Cognitive flexibility is a core cognitive control function supported by the brain networks of the whole-brain. Schizophrenic patients show deficits in cognitive flexibility in conditions such as task-switching. A large number of neuroimaging studies have revealed abnormalities in local brain activations associated with deficits in cognitive flexibility in schizophrenia, but the relationship between impaired cognitive flexibility and the whole-brain functional connectivity (FC) pattern is unclear.

Method

We investigated the task-based functional connectivity of the whole-brain in patients with schizophrenia and healthy controls during task-switching. Multivariate pattern analysis (MVPA) was utilized to investigate whether the FC pattern can be used as a feature to discriminate schizophrenia patients from healthy controls. Graph theory analysis was further used to quantify the degrees of integration and segregation in the whole-brain networks to interpret the different reconfiguration patterns of brain networks in schizophrenia patients and healthy controls.

Results

The results showed that the FC pattern classified schizophrenia patients and healthy controls with significant accuracy.

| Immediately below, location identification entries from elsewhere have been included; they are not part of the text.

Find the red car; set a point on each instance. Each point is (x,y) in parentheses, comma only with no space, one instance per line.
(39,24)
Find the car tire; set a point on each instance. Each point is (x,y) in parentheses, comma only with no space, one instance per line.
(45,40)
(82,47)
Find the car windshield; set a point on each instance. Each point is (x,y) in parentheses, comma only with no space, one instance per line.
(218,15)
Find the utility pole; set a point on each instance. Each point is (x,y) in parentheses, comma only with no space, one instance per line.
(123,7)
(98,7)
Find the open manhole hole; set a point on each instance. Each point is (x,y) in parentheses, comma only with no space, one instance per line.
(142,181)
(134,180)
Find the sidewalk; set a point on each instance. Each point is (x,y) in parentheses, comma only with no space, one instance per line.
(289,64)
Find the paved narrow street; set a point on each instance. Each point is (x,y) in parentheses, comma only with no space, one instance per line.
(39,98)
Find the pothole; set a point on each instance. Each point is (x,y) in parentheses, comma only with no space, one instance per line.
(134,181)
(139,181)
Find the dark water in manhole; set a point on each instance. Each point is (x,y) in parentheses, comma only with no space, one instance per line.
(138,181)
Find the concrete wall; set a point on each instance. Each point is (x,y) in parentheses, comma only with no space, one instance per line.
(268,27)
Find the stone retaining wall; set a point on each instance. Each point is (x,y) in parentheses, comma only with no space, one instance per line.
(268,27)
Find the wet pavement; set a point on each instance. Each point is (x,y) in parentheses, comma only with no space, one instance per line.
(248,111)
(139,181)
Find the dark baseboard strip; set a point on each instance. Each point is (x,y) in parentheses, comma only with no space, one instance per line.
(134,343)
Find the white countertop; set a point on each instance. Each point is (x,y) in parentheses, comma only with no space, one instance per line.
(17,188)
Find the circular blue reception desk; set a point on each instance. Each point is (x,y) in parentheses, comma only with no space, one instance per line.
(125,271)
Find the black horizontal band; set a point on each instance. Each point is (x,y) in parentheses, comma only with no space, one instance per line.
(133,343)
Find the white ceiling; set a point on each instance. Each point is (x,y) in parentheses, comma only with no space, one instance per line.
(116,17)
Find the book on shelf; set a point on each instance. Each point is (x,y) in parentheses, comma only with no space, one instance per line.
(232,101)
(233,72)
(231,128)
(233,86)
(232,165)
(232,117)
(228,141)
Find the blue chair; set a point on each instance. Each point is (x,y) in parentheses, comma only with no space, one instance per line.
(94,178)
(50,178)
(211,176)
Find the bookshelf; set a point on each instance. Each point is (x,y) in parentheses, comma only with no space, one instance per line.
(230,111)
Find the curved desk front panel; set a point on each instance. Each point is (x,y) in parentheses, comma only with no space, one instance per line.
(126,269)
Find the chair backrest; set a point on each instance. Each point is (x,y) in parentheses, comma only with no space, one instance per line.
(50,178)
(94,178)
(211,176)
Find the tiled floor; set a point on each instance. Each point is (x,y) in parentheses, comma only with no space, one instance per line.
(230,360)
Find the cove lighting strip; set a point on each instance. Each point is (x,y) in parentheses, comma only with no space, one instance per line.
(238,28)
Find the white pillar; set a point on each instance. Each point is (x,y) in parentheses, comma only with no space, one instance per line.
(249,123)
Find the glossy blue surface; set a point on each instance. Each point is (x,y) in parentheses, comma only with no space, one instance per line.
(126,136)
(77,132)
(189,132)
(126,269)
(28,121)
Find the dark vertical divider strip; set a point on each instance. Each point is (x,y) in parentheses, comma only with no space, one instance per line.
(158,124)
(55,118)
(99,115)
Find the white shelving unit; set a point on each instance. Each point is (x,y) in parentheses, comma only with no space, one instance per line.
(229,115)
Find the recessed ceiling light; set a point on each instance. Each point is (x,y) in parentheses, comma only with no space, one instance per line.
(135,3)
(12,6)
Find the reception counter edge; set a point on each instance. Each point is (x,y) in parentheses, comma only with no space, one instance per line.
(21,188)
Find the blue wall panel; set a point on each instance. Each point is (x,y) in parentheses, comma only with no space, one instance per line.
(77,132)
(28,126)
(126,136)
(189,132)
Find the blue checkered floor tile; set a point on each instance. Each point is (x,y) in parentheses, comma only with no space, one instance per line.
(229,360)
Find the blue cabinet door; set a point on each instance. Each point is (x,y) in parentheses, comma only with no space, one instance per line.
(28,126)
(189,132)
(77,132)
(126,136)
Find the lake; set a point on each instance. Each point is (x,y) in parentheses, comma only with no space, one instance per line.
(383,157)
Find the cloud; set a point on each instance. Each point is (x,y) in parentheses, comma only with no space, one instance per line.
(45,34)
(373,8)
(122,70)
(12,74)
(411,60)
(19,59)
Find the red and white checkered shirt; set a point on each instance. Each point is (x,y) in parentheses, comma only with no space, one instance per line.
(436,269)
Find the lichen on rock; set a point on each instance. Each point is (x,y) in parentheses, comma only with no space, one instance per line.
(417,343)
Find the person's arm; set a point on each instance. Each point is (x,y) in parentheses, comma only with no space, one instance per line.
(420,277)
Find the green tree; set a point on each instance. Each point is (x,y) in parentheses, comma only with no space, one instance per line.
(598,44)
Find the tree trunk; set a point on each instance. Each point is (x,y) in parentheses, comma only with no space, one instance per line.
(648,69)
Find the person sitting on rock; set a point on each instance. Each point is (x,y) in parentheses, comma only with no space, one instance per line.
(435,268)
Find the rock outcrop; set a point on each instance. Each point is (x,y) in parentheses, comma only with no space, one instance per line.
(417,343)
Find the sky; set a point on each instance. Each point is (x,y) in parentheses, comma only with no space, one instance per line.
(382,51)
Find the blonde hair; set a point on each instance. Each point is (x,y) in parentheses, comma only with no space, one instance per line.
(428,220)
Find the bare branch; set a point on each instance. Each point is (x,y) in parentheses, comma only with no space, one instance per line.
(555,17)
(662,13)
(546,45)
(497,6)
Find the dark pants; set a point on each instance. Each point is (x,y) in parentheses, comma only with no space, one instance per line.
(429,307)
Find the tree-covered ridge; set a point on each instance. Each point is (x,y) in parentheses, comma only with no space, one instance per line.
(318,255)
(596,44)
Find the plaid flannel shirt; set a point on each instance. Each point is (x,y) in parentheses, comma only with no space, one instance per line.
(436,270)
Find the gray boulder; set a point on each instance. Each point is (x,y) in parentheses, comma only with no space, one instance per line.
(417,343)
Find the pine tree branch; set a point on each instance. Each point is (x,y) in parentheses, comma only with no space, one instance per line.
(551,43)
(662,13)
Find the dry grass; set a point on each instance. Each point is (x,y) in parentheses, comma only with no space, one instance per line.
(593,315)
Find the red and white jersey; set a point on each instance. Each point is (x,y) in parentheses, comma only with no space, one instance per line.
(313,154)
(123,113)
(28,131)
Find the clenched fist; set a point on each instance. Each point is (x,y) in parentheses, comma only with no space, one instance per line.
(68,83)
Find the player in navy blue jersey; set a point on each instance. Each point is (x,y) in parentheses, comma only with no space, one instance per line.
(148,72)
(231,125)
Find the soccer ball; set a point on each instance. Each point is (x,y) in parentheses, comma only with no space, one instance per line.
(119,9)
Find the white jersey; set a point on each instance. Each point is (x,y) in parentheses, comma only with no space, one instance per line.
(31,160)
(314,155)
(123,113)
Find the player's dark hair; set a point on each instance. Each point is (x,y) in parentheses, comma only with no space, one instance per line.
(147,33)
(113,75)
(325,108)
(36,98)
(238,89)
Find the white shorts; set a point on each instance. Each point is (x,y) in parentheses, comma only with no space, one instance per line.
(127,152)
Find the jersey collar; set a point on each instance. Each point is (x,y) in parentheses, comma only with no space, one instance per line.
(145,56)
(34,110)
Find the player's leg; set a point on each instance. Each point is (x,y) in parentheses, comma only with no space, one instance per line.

Moreover, the altered whole-brain functional connectivity pattern was driven by a lower degree of network integration and segregation in schizophrenia, indicating that both global and local information transfers at the entire-network level were less efficient in schizophrenia patients than in healthy controls during task-switching processing.

Conclusion

These results investigated the group differences in FC profiles during task-switching and not only elucidated that FC patterns are changed in schizophrenic patients, suggesting that task-based FC could be used as a potential neuromarker to discriminate schizophrenia patients from healthy controls in cognitive flexibility but also provide increased insight into the brain network organization that may contribute to impaired cognitive flexibility.